Sear chicken first, finish in oven for juicy results.

Recipe guide

This Thai-inspired dish pairs tangy lime and garlic chicken thighs with crisp potato-carrot cakes for a balanced, weeknight-friendly meal. It suits anyone wanting bright, savory flavors with straightforward prep—about 55 minutes total (20 min prep, 35 min cook).

Bright lime and garlic lift juicy thighs while crisp potato-carrot cakes add satisfying crunch.
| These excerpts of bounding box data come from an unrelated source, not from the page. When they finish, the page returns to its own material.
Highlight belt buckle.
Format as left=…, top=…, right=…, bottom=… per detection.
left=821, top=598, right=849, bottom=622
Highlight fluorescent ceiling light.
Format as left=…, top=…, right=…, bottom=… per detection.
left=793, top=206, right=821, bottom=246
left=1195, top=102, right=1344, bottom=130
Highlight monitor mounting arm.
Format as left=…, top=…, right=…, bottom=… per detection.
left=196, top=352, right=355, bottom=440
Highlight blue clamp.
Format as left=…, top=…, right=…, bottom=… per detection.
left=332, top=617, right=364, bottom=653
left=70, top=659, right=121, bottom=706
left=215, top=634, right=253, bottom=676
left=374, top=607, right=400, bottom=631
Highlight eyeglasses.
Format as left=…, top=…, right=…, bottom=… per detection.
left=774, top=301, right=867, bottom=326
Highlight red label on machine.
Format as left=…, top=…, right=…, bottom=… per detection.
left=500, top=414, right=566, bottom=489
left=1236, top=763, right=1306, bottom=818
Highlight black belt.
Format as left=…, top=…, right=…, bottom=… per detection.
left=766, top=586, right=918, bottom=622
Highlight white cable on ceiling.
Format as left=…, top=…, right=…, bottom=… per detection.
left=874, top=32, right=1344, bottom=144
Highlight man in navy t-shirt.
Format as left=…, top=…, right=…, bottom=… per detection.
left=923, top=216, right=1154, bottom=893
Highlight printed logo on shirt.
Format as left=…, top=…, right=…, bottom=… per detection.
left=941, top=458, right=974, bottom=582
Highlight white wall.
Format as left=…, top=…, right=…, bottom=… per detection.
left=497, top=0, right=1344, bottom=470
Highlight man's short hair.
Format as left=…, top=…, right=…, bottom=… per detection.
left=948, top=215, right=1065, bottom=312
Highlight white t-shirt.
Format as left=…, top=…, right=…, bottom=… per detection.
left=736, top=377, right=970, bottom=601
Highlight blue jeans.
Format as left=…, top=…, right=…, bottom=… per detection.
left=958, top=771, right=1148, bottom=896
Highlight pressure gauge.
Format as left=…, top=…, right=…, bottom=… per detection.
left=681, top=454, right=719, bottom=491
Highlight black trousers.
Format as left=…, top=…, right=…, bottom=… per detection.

  • Marinate chicken 20–30 minutes for best flavor.
  • Squeeze grated veg well to ensure crisp cakes.
  • Sear chicken first, finish in oven for juicy results.

Ingredients & timing

Ingredients (serves 4): 4 chicken thighs; zest and juice of 2 limes; 4 cloves garlic, minced; 600 g potatoes, peeled and grated; 2 carrots, peeled and grated; 1 beaten egg (or 1–2 tbsp flour); salt, pepper; 3–4 tbsp neutral oil. Prep time 20 minutes, cook time 35 minutes, difficulty 3/5.

Quick assembly

Marinade: combine lime zest, juice, minced garlic, a pinch salt, pepper and 2 tbsp oil. Pat chicken dry and rub with marinade; marinate 20–30 minutes if possible. For cakes: grate potatoes and carrots, squeeze out liquid, season, and bind with egg or flour. Form compact cakes.

Cooking and finishing

Cook: Fry cakes in 2 tbsp oil over medium heat until golden, 4–5 minutes per side; keep warm. Sear chicken skin-side down in 1–2 tbsp oil until crisp (5–7 min), flip 2 min. Finish in a 200°C/400°F oven 12–15 min until 74°C/165°F (or cover and cook on stovetop 10–12 min). Rest 5 minutes and serve with pan juices.

Ingredients

  • 4 pcs chicken thighs
  • 600 g potatoes
  • 2 pcs limes
  • 4 cloves garlic
  • 2 pcs carrots

Instructions

  1. Zest and juice the limes; mince the garlic finely.
  2. Mix lime zest, lime juice, minced garlic, a pinch of salt, pepper, and 2 tbsp oil to make a marinade.
  3. Pat chicken thighs dry and rub them thoroughly with the marinade; marinate 20–30 minutes if time allows.
  4. Peel potatoes and carrots; grate both coarsely and squeeze out excess moisture from the mixture using a clean towel or cheesecloth.
  5. Transfer grated vegetables to a bowl, season with salt and pepper, and bind with one beaten egg or 1–2 tbsp flour if available.
  6. Heat 2 tbsp oil in a nonstick skillet over medium heat.
  7. Form spoonfuls of the potato-carrot mixture into compact cakes and fry in batches until golden and crispy, about 4–5 minutes per side; keep warm on a tray in a low oven.
  8. Preheat oven to 200°C (400°F) if finishing chicken in oven.
  9. Heat a separate ovenproof pan over medium-high heat with 1–2 tbsp oil.
  10. Sear chicken thighs skin-side down until skin is browned and crisp, 5–7 minutes; flip and sear the other side 2 minutes.
  11. If using oven, transfer the pan to the preheated oven and roast 12–15 minutes until internal temperature reaches 74°C (165°F); otherwise continue cooking on the stovetop with a lid for about 10–12 minutes.
  12. Rest chicken 5 minutes before serving to retain juices.
  13. Serve chicken with crispy potato-carrot cakes and spoon any pan juices or reserved marinade lightly over the chicken.

FAQs

Can I make the potato-carrot cakes ahead? Yes — squeeze the grated potatoes and carrots thoroughly to remove moisture; otherwise the cakes won’t crisp.
Can I use different chicken thigh types? Use bone-in or boneless thighs; bone-in take slightly longer. Finish when internal temp reaches 74°C (165°F).
What if I don’t have an egg for the cakes? Substitute 1–2 tbsp flour for the egg, or use a mashed boiled potato as binder; adjust seasoning as needed.